If you haven’t already read it, here‘s the article.
1) Population Control A.K.A. “Why are there so many foreigners in Singapore?”
The writer made many valid arguments here, and I agree with the lot of them but there are still some points which I feel are not presented very accurately. It is important to see that not everyone complaining about the number of foreigners dislike foreigners. I think one of the bigger problems is not about having foreigners in Singapore but having too many people in Singapore regardless of the nationality or country of birth. Sure, there are people who have issues with our country having close to half the population foreigners, but there are also a lot of people who oppose the population white paper not because of the impending influx of foreigners but because it is ridiculous to have 6.9 million people on such a small piece of land.
Like the writer mentioned, it is necessary to have foreigners who are willing to take up jobs that locals shy away from. However, I take issue with his following comment:
And yet certain, [sic] bad-mouthing Singaporeans still complain that they get bad service from foreign workers. The notion here is, “If you think you can do a better job than them, go ahead and do it instead of complaining”

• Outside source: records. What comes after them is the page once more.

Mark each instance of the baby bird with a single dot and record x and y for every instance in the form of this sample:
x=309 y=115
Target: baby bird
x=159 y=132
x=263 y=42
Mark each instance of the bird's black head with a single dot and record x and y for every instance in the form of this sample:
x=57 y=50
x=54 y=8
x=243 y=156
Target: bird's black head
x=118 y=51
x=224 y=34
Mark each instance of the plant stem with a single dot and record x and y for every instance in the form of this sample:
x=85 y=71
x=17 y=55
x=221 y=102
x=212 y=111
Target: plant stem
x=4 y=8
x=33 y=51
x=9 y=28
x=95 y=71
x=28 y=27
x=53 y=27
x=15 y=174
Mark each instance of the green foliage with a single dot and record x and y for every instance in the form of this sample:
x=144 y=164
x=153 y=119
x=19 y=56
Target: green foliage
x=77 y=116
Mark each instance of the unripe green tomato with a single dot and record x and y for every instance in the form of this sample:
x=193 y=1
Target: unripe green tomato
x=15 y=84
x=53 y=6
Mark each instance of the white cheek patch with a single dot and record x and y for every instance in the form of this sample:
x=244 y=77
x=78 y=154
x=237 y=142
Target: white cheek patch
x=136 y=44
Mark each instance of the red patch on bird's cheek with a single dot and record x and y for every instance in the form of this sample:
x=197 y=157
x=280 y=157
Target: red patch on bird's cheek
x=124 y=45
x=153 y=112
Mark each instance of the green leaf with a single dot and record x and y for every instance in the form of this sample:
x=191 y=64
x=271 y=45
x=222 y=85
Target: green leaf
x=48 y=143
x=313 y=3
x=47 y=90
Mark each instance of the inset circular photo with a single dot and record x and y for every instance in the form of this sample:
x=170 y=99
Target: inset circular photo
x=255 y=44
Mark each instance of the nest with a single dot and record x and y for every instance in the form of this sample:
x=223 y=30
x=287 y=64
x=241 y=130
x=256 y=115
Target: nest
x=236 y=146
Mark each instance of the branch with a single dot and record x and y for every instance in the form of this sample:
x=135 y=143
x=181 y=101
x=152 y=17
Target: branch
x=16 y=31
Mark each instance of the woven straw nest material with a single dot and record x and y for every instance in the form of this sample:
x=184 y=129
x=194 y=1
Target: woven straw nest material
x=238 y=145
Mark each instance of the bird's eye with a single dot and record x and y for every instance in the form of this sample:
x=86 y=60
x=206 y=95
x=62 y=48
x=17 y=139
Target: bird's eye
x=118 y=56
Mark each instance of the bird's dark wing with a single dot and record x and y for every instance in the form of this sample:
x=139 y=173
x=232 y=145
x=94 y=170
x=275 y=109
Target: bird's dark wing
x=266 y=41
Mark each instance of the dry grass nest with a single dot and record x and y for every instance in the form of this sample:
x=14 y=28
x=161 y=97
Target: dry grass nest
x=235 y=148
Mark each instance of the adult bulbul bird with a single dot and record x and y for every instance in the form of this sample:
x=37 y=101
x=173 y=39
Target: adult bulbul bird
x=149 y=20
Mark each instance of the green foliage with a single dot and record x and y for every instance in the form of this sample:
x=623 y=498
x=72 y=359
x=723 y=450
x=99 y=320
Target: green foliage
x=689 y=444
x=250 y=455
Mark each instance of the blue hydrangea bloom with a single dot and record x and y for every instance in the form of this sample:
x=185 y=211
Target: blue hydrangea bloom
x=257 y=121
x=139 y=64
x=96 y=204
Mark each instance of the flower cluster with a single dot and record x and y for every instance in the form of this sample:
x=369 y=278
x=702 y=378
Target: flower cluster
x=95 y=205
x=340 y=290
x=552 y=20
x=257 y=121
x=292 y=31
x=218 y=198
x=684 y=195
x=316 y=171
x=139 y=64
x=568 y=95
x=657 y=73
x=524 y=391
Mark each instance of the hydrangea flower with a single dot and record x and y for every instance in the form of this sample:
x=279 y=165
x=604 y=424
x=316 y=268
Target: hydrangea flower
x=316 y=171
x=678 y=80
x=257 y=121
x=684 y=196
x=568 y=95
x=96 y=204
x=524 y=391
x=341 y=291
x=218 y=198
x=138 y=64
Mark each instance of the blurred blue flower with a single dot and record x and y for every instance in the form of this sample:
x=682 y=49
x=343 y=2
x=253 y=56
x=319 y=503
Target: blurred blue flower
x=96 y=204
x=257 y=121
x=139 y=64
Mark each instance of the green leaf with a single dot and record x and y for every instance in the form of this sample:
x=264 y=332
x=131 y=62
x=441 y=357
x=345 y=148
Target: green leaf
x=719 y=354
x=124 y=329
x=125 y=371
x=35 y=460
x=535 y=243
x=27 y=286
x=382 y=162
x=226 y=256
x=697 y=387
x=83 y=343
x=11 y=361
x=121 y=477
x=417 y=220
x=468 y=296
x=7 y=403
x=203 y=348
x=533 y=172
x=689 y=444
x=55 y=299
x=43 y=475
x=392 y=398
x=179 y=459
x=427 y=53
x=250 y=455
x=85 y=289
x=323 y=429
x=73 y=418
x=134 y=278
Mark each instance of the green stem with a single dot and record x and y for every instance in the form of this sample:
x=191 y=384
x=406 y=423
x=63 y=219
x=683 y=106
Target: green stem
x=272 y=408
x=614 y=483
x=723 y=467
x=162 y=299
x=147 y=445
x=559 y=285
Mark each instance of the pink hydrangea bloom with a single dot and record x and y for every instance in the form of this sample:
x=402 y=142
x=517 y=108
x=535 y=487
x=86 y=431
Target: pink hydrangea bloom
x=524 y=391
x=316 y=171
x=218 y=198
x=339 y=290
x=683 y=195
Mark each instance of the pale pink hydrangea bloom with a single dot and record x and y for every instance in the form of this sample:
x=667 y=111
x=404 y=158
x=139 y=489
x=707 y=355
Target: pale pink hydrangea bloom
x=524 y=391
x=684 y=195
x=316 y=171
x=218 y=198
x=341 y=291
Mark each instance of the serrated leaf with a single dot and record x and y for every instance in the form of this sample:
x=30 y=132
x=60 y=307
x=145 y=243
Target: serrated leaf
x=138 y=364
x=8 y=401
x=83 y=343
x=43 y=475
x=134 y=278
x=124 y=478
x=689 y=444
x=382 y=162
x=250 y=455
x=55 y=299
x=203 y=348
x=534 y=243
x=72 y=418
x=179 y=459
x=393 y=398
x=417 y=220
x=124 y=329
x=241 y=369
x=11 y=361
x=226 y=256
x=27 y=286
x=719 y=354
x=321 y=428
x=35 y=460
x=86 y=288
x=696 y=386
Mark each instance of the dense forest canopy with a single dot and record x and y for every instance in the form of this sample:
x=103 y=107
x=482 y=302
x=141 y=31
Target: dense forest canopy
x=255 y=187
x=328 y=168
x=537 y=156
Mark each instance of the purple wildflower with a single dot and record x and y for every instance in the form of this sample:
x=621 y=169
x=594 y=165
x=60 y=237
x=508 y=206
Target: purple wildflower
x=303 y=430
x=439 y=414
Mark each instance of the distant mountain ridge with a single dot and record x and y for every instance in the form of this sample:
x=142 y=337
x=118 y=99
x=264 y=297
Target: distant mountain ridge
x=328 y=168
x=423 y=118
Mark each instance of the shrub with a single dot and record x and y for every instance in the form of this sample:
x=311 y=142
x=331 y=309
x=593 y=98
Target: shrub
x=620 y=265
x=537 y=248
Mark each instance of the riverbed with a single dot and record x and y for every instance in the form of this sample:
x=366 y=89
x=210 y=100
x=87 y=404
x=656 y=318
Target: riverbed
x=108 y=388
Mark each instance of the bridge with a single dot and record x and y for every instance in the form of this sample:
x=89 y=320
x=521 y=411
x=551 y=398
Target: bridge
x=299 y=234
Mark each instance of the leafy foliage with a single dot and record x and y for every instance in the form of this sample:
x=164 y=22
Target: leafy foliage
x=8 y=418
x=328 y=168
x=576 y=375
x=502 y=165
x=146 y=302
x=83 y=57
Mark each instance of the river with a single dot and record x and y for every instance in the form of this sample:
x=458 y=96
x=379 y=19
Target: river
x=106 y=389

I strongly disagree with the above opinion. Just because no one else wants to do the job, doesn’t mean it is alright to do it poorly. If you want to be in the service industry, you should offer good service regardless of your nationality. By accommodating poor service just because the staff is of foreign descent, is discriminating against your own people. Discrimination is not acceptable whether it’s against foreigners or locals. By his argument, you should also not complain if your house collapses on you because “if you think you can do a better job than them, go ahead and do it instead of complaining.”
2) Treating the CPF system like it is a complete scam
As much as this is embarrassing for me, I have to admit that I do not know enough about the CPF system to make comments on it. However, regarding the high income taxes “in other First-World countries,” the writer failed to mention that many of these countries with income tax above 40% have extraordinarily high social security (i.e. free education or medical care or both). If you think about it, our biggest expenses in life are education and medical care. Why else do insurance coverage focus on these?
3) Complaining about Real Estate and Car Prices
The COE system is put in place so that people with higher status, eg. businessmen, professionals, managers, politicians who have a bigger need for cars can afford the $70,000 to travel around.
I’m appalled at the short-sightedness of the above comment. Not everyone who has “a bigger need for cars” are “people with higher status.” My dad is a fishmonger. Without a lorry, he can’t transport his fish from the Senoko fish market to sell at the wet market. He needs it for his livelihood. Last year, he had to scrap his old lorry which was 10 years old and get a new one because of some policy I do not understand. Now, he is in another huge debt from the vehicle loan on top of our housing loan. He is not a “[person] with higher status” but he definitely “[has] a bigger need for cars.”
Japan’s real estate prices is [sic.] almost similar.
I definitely have to debate this point on Japan’s real estate prices being similar.Tokyo’s real estate prices are almost similar. Not Japan. At SGD$200,000 I can get a bungalow and own the land in the countryside areas of Japan.
4) Difficulty of finding employment, even with a degree
Perhaps I have been too disconnected with the local students, but I have never heard a single person say they want to be a manager in reply to “what do you want to be when you graduate?” That would be a surprisingly immature reply.
Working as an employer’s assistance, I have posted out job listings calling for receptionists and customer service executives needed for SMEs. The pay given was $2,200, which includes potential commission if sales deals are closed over the counter. I specifically stated that the education level required was not necessary, as long as the applicant knows how to speak fluent English and their natural mother tongue.
Correct me if I’m wrong but some many years ago, I spoke with some HR personnel who shared with me that in any job opening, if you see that there is no educational requirement, it means that there is not much career growth planned in that position. Besides, if university graduates are to go grab jobs where there is no requirement on educational level, where does that leave those who do not have the privilege to tertiary education? Graduates would be filling up spots that are open to everyone, leaving no one to fill the spots that require graduates, and leaving no jobs for those who do not have a university degree. I think it is only right that graduates go for jobs that look for graduates. This is how society works in mutual collaboration.
* Side note: Singaporeans should stop using the word “executive” for entry-level positions
5) No explanation needed
I fully agree with the writer that we should all appreciate the incredible growth Singapore has shown through the past 40-odd years. I am very thankful to be born in this country and grateful for what our predecessors have done, but again, “it’s time to do some self-reflection of whether you can do a better job in their shoes” is a very weak argument, if it is even considered one.